I was born in 1959. My earliest memory of coins (and money) is making the association between having money and then being able to exchange it for something at the store; as I grew up, that would have been penny candy, gum and comic books.
As a young tyke, I wrestled with the fact that although a nickel was larger than a dime, it was worth half as much. When my parents began giving me and my sisters allowances, receiving a dime was really exciting—so much money in such a small coin! Then, as our allowance amount increased, we actually began getting--
a quarter. That blew my mind--a coin so large and worth more than twice as much as a dime. And so heavy!
One night after work, my dad came home and showed me and my little sister an unbelievable coin--
a Franklin half dollar. It was so huge, we gazed at it with wonderment.
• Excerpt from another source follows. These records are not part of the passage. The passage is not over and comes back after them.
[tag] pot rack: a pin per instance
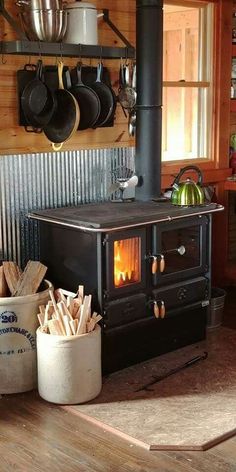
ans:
(30, 48)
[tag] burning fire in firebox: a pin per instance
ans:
(126, 261)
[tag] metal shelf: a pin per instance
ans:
(65, 50)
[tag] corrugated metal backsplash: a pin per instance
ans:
(50, 180)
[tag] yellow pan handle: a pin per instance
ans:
(156, 310)
(57, 146)
(162, 310)
(60, 72)
(154, 265)
(162, 264)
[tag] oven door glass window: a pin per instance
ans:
(127, 262)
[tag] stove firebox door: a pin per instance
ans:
(125, 262)
(182, 249)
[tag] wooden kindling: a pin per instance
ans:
(68, 313)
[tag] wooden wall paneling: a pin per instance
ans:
(13, 138)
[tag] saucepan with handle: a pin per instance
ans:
(65, 119)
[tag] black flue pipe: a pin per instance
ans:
(149, 58)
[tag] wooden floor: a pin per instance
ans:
(38, 436)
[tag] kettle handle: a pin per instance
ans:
(185, 169)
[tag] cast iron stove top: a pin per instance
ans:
(110, 216)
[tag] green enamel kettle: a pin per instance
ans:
(188, 192)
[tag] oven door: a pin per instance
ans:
(181, 248)
(125, 262)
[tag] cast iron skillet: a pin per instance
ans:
(88, 100)
(65, 119)
(37, 100)
(106, 98)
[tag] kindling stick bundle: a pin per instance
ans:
(68, 313)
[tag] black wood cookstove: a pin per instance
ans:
(147, 263)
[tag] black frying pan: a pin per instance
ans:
(105, 96)
(88, 100)
(37, 100)
(34, 95)
(65, 119)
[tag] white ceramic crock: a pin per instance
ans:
(81, 23)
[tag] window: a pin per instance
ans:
(187, 80)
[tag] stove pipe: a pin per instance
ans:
(149, 57)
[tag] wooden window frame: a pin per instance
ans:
(217, 168)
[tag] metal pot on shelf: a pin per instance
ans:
(40, 4)
(188, 192)
(82, 23)
(44, 25)
(43, 20)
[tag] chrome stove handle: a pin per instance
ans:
(159, 312)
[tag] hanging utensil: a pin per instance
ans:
(37, 100)
(106, 98)
(127, 94)
(88, 100)
(65, 119)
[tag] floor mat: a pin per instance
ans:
(193, 409)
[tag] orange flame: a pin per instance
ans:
(126, 261)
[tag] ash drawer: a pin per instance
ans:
(183, 293)
(125, 310)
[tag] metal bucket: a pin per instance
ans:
(216, 308)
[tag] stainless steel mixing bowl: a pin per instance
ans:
(44, 25)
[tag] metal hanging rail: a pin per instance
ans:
(26, 47)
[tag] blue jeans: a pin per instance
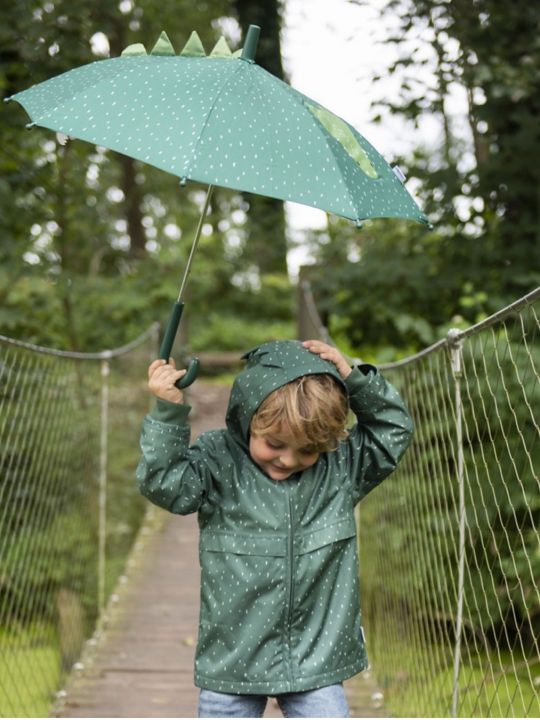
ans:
(327, 702)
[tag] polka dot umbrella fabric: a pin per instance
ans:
(222, 120)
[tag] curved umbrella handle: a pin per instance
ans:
(167, 343)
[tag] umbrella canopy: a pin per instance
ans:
(221, 120)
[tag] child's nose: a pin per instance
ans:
(288, 458)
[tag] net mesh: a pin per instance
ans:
(450, 548)
(53, 478)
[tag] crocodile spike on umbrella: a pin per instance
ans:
(220, 120)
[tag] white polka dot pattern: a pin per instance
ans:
(222, 121)
(279, 564)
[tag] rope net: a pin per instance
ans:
(451, 597)
(450, 547)
(69, 508)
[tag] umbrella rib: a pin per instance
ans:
(299, 98)
(207, 118)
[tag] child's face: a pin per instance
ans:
(278, 456)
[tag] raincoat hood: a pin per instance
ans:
(269, 367)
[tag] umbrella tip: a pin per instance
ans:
(250, 45)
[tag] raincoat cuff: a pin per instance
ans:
(360, 376)
(170, 413)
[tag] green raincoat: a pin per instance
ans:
(280, 609)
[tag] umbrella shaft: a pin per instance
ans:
(195, 242)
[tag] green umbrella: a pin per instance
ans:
(220, 120)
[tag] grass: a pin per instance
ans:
(29, 672)
(420, 685)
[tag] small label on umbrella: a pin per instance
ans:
(398, 172)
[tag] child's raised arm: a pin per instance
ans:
(170, 473)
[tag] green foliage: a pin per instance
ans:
(398, 286)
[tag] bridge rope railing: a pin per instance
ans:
(69, 510)
(450, 548)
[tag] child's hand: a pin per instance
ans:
(161, 379)
(327, 352)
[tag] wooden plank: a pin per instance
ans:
(142, 663)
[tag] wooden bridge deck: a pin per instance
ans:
(142, 663)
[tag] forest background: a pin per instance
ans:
(93, 243)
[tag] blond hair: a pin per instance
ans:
(312, 410)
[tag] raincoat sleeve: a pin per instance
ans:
(171, 473)
(382, 433)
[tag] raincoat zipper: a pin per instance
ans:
(290, 580)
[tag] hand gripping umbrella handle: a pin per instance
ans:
(167, 343)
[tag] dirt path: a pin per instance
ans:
(142, 663)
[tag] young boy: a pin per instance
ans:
(275, 494)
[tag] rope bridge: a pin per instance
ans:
(450, 552)
(450, 548)
(69, 510)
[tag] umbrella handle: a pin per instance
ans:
(167, 343)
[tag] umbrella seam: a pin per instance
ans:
(189, 169)
(301, 100)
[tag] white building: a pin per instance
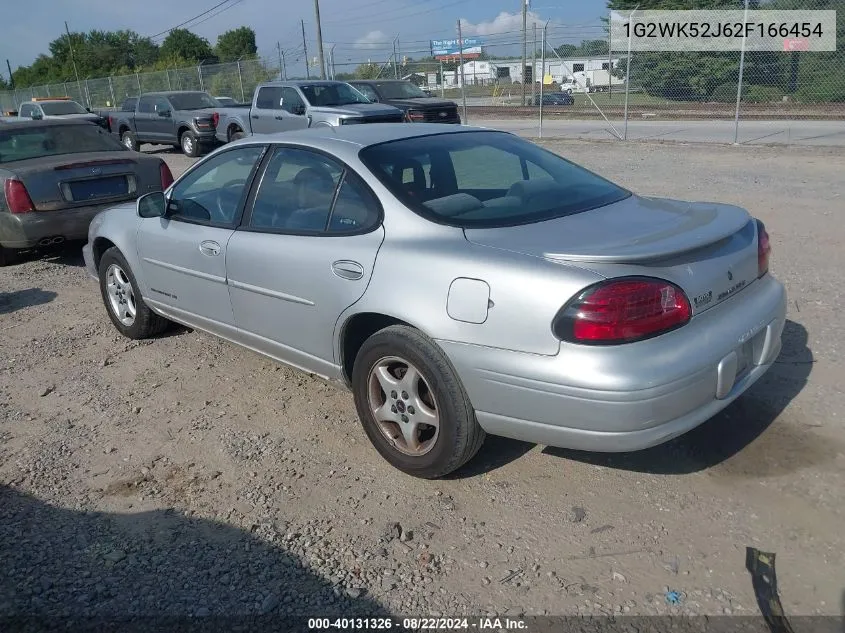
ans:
(573, 70)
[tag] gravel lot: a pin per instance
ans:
(188, 477)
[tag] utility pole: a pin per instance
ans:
(320, 40)
(461, 58)
(305, 50)
(610, 57)
(73, 61)
(534, 67)
(524, 35)
(282, 65)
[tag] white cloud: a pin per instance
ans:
(503, 23)
(373, 39)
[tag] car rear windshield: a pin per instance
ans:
(22, 143)
(399, 90)
(486, 179)
(192, 101)
(55, 108)
(328, 95)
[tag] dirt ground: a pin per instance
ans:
(187, 476)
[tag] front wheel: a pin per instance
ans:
(412, 405)
(190, 146)
(127, 310)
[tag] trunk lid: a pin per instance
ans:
(708, 249)
(78, 180)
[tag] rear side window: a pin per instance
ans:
(145, 104)
(54, 140)
(486, 179)
(269, 98)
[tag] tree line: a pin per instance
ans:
(105, 53)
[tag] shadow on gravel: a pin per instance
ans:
(19, 299)
(86, 571)
(738, 442)
(496, 453)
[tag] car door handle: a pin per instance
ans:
(346, 269)
(210, 248)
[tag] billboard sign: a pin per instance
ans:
(450, 49)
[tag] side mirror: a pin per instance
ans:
(152, 205)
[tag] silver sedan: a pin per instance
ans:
(459, 281)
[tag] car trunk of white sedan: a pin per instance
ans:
(709, 250)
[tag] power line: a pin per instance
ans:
(165, 32)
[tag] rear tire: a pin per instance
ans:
(122, 296)
(189, 144)
(129, 139)
(425, 426)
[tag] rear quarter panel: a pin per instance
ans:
(418, 264)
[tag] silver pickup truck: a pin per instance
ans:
(280, 106)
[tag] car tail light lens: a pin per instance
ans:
(166, 175)
(622, 311)
(17, 197)
(764, 249)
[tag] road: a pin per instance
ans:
(188, 477)
(809, 133)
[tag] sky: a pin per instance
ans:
(360, 30)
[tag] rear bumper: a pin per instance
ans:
(629, 397)
(26, 230)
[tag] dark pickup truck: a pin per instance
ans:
(408, 97)
(179, 118)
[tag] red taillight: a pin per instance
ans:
(166, 176)
(764, 249)
(623, 311)
(17, 197)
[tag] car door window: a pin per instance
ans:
(291, 101)
(296, 192)
(367, 91)
(269, 98)
(162, 105)
(145, 104)
(213, 192)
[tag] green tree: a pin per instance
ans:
(236, 44)
(182, 44)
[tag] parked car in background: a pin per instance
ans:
(555, 306)
(408, 97)
(58, 108)
(57, 174)
(555, 98)
(282, 106)
(179, 118)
We knew how long it took us to earn a dollar of allowance money, so then to see half of that represented by a single coin--truly incredible. I loved its size and heft.
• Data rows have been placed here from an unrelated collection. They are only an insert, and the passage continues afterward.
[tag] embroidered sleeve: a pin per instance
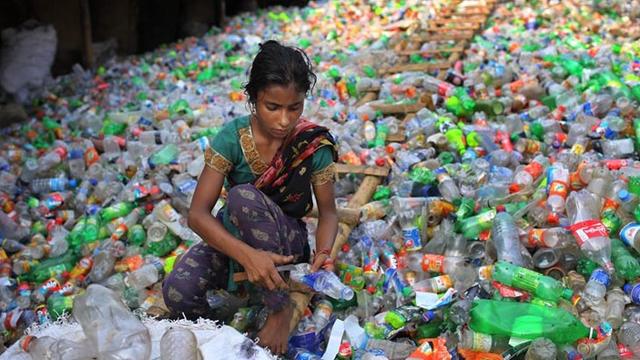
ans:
(217, 162)
(324, 176)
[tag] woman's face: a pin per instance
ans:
(278, 109)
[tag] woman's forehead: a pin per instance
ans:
(281, 94)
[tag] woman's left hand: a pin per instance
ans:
(318, 261)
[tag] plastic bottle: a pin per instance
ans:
(541, 349)
(541, 286)
(41, 186)
(504, 234)
(591, 235)
(325, 282)
(469, 339)
(633, 291)
(179, 343)
(447, 187)
(528, 174)
(47, 347)
(630, 235)
(558, 180)
(110, 328)
(629, 335)
(525, 321)
(597, 286)
(615, 307)
(145, 276)
(160, 241)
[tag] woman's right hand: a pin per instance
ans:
(261, 269)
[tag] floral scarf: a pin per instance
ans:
(287, 180)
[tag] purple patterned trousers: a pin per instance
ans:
(262, 225)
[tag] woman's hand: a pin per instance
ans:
(261, 269)
(319, 260)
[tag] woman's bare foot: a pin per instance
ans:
(275, 332)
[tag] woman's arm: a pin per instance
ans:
(327, 223)
(260, 268)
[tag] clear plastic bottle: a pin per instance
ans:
(179, 343)
(147, 275)
(615, 307)
(446, 185)
(583, 209)
(111, 328)
(505, 236)
(324, 282)
(558, 187)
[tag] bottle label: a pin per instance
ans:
(412, 239)
(481, 342)
(433, 263)
(628, 233)
(589, 229)
(559, 188)
(600, 276)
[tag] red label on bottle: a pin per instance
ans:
(589, 229)
(535, 238)
(443, 88)
(433, 263)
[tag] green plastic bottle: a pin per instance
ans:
(541, 286)
(84, 232)
(403, 315)
(626, 265)
(136, 235)
(526, 321)
(57, 305)
(165, 156)
(466, 208)
(52, 267)
(116, 211)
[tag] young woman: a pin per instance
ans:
(269, 161)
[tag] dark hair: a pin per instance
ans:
(276, 64)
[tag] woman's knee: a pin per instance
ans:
(245, 201)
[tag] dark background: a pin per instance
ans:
(136, 25)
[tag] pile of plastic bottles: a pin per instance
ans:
(509, 223)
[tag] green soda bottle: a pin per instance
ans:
(84, 232)
(160, 241)
(466, 208)
(626, 265)
(57, 305)
(526, 321)
(52, 267)
(136, 235)
(541, 286)
(116, 211)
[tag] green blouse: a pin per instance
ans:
(233, 153)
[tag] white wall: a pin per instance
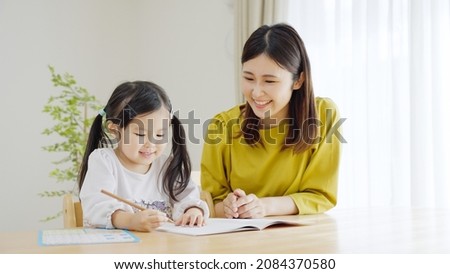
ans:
(185, 46)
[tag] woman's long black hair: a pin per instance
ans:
(132, 99)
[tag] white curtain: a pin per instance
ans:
(250, 15)
(386, 63)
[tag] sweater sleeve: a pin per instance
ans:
(97, 207)
(318, 190)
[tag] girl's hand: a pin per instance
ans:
(146, 220)
(192, 216)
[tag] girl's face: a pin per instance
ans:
(268, 88)
(143, 140)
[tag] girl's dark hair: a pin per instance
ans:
(282, 43)
(132, 99)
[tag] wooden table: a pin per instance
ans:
(371, 230)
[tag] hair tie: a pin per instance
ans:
(102, 112)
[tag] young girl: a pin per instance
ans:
(136, 123)
(278, 154)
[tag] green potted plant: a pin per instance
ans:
(71, 110)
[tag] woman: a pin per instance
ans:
(278, 154)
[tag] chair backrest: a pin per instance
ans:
(73, 213)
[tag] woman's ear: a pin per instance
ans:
(112, 128)
(298, 84)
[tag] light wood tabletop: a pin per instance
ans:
(349, 231)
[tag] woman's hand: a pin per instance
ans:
(249, 206)
(240, 205)
(192, 216)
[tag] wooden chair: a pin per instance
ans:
(73, 213)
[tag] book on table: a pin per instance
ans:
(222, 225)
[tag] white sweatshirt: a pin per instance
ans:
(106, 172)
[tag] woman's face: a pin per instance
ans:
(268, 88)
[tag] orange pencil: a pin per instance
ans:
(126, 201)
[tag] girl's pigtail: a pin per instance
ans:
(95, 136)
(178, 172)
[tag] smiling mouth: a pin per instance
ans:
(260, 103)
(147, 154)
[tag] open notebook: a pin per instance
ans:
(75, 236)
(222, 225)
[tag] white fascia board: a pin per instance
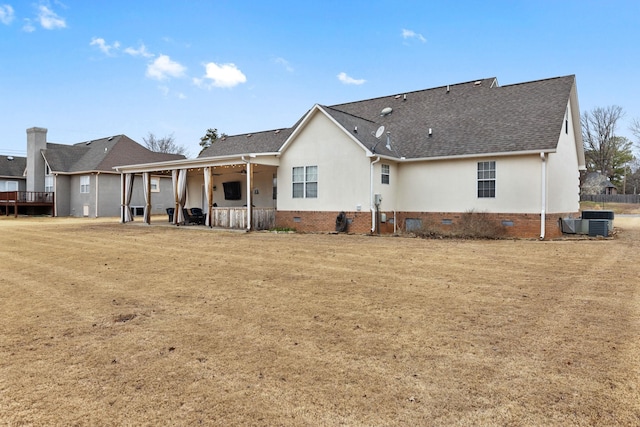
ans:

Then came the magic day when my dad showed me his
Lincoln Penny collection. His blue Whitman folder began with 1909-VDB and finished with 1942-D; he wrote dates under the remaining nine empty holes, ending in 1945-D. (Back in those days, the template was to list coins in the order P-S-D, as opposed to today's P-D-S.) I pored over these old coins for a long time. He was born in 1927 and had been able to assemble an almost complete collection from pocket change, needing only the S-VDB, 11-S, 14-S, 15-S, 22 Plain (the folder calls it "Broken D") and 31-S.
(About this time, me and my friends started looking at our change, and we noted the two different penny reverses: wheat back and memorial. We didn't know what a wheat stalk was, however; we referred to them as "feathers.")
My dad also showed me a small box of coins that had been handed down from (I think) his grandmother. Mid-to-late 19th-century type coins, very worn common dates. But for a youngster, they were fascinating to look at.
At about that time, the comic books I was reading had this ad:

I thought for sure that our little box contained at least one 1804; alas, it didn't. But this ad, coupled by my dad showing me a
Red Book, taught me a new and incredible truth: a coin could be worth more than face value. Get rich quick? Yes!
I then began collecting in earnest around 1971/72. So that's my early coin history. What's yours?